A ‘KNOWING’ ANGST
Rabbi Avi Weinstein, Hyman Brand Hebrew Academy, Overland Park, Kan.: In Jewish tradition, King Solomon is the author of Ecclesiastes, and nobody’s wisdom is more heralded than that of Solomon.
Stunning, isn’t it, that he would be dismissive of the gift for which he has received so much acclaim. What is it about wisdom that brings grief and sorrow?
An ancient rabbinic commentator, Rabbi Shmuel Bar Yitzchak, offered the following analogy: “Two people walk into a restaurant. One eats bread from unrefined flour, while the other eats bread that is from flour finely sifted with oil, meat and fine wine. The former feels no ill effects from his food, while the latter gets seriously ill.”
Intellectual inquiry as an end to itself is the most frustrating of activities. The more one explores, the more questions arise, and it often feels that no progress is being made. A simple idea, all of a sudden, is not so simple, and one is left with more questions than answers.
While the person is eating, he gains much pleasure from “knowing,” but at the same time it will certainly challenge matters that he believes to be true. It might even shake the entire foundation of what he may believe.
Such a trauma could certainly sicken one’s heart, while the one who never ventures in that direction may be simple but blissful.
The last lines of Ecclesiastes offer a remedy for overindulgence in rich inquiry: “The end of the matter when all is said and done, fear God and keep his commandments: for that is the whole duty of man.”
Use faith as an anchor, and just as an antacid will settle your stomach, a strong foundation of belief will ease your mind.
TURN TO MEDITATION
Lama Chuck Stanford, Rime Buddhist Center, Kansas City, Mo.: The Buddha had much to say about the causes of grief or suffering in this world, how life is characterized by suffering: namely birth, old age, sickness and eventually death. Because everything in this phenomenal world is impermanent. Nothing lasts.
“Whatever is built up will eventually fall down,” the Buddha said. “Whatever is stored up will eventually be exhausted, and whatever is born one day will die.”
All beings desire happiness, safety, peace and comfort. We desire what is satisfying, pleasurable, joyful and permanent. The very nature of existence is impermanent, always changing and therefore incapable of fully satisfying our desire. Inevitably, we experience frustration, anger, loss, unhappiness and dissatisfaction.

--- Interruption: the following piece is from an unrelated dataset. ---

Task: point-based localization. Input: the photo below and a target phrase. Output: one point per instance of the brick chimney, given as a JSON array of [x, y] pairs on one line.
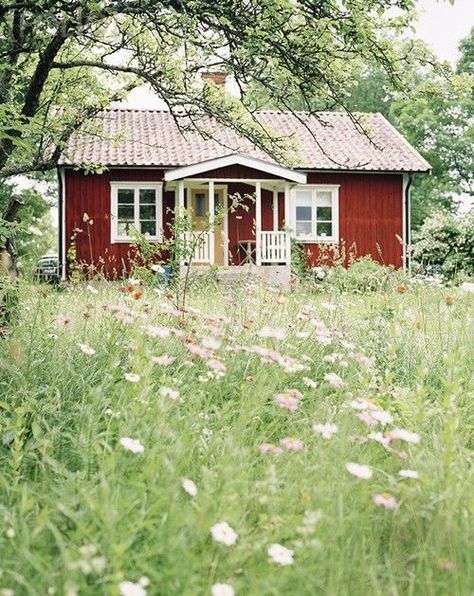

The Buddha taught that it is through the practice of meditation that we not only cut the clinging, grasping nature of our mind, but we also develop insight or awareness into the true nature of reality. The true nature of reality is recognizing not only its impermanent state, but also understanding that all phenomena lacks any kind of inherent existence — known as emptiness (Sanskrit: shunyata).
Further, the Buddha also taught that all phenomena are inextricably linked through a vast web of interconnectedness. In Buddhism this deep understanding is what we call “wisdom.”